[Libre-soc-dev] [RFC] svp64 "source zeroing" makes no sense

Wed Mar 24 02:09:04 GMT 2021

On Tue, Mar 23, 2021 at 1:49 PM Luke Kenneth Casson Leighton
<lkcl at lkcl.net> wrote:
>
> On Tuesday, March 23, 2021, Richard Wilbur <richard.wilbur at gmail.com> wrote:
> >
> > What "predicate mask bits" will the "Dynamic Partitioned ALUs" be
> > receiving?
>
>
> one option is: absolutely none whatsoever.  you may not have realised the
> significance of "bypass the ALU entirely".

I think I have a pretty good handle on "bypass the ALU entirely" as
being similar to "just store 0 in the destination".  I asked the above
question because of something you said in an E-mail message in this
thread which I received on 21 Mar (you sent on 22 Mar),
"bear in mind two things.

1) Dynamic Partitioned ALUs will require receiving MULTIPLE predicate mask
bits i.e. cover multiple src/dest steps.

2) Multi-issue will require multiple src/dest steps per clock."

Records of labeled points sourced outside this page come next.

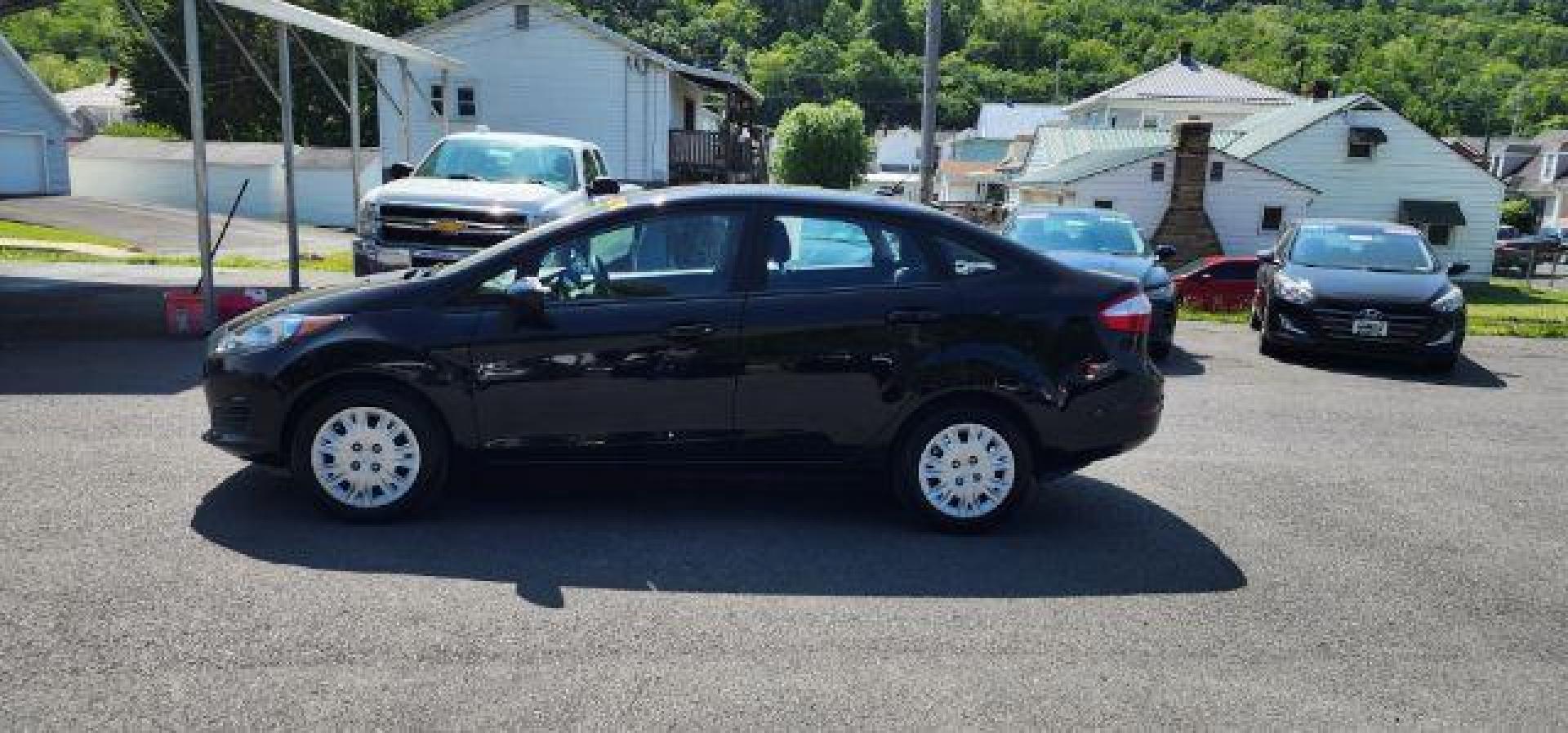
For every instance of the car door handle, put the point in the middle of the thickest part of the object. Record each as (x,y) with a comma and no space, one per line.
(690,330)
(915,316)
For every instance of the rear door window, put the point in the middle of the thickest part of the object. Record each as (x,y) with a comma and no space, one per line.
(817,252)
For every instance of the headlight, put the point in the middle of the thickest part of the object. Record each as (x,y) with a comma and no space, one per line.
(368,220)
(1293,291)
(272,332)
(1450,302)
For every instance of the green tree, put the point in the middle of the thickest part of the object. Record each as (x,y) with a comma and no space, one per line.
(822,145)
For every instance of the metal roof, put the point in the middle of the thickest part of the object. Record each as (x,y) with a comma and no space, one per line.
(1090,163)
(1264,129)
(342,30)
(1191,80)
(1010,119)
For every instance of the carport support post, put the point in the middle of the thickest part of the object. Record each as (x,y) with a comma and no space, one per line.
(408,110)
(291,216)
(353,127)
(199,163)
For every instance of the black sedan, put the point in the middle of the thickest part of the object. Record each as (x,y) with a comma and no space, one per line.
(1361,288)
(726,327)
(1104,240)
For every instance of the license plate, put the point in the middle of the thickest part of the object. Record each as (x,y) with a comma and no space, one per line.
(1370,329)
(395,257)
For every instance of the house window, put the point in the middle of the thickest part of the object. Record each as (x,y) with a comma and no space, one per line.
(466,109)
(1274,217)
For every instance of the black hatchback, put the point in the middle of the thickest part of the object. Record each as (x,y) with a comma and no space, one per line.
(1361,288)
(725,325)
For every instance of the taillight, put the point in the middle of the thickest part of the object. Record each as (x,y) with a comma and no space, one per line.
(1131,313)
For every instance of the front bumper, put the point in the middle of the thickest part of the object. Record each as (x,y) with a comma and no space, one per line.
(247,412)
(375,257)
(1325,327)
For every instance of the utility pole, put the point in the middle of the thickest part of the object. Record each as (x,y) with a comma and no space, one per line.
(933,57)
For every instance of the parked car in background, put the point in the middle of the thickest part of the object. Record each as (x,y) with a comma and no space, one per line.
(1104,240)
(1517,252)
(1217,283)
(1361,288)
(705,325)
(474,190)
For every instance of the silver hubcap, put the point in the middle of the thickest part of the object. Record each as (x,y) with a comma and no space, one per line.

I attempted to directly ask about thing #1.  In an intervening message
I had asked if the Dynamic Partitioned ALUs would be receiving source
and destination predication masks, to which you replied, "neither."
This was a follow-up question to try and clarify things.

> conceptually however for 8 16 and 32 bit the bytelevel write-enable lines
> are "expanded predicate mask bits only not really".  anything passed in to
> the ALUs in positions which are not going to be written we simply don't
> give a damn.
>
> when clock gating becomes possible this is an entirely different matter.
> each dynamic lane *at the byte level* will need gating.

So, it sounds like the source and destination predication masks are
important to the issuer in determining which parts of the source
vector to read and process and which parts of the destination vector
to write.  The byte-level write-enable lines look like they have more
to do with how the SIMD ALUs are partitioned and store their results.

> > > a masked equivalent would be handy.
> >
> > What do you mean?
>
> start from a position other than the start.  basically shift the value
> down, trash N bits, then count.

Latest revision has that as well.  That is what is required to start
where we left off after returning from an interrupt.

> > Where in the loop is the valid exit point if an interrupt occurs?
>
> at any time.  it's a Sub-Program-Counter and should be treated as such.

I don't see the "Sub-Program-Counter" in the SVSTATE documentation.  I
see the srcstep, dststep, and svstep.  Do we always finish an issue in
progress?  In other words, after we update srcstep, if we get an
interrupt (hardware) before we update dststep, do we jump out of the
loop before we update dststep?  If this is how it works, this could be
difficult to restart at that particular spot.  Whereas, if we jump out
of the loop at the bottom, after issuing the instruction and
incrementing srcstep and dststep.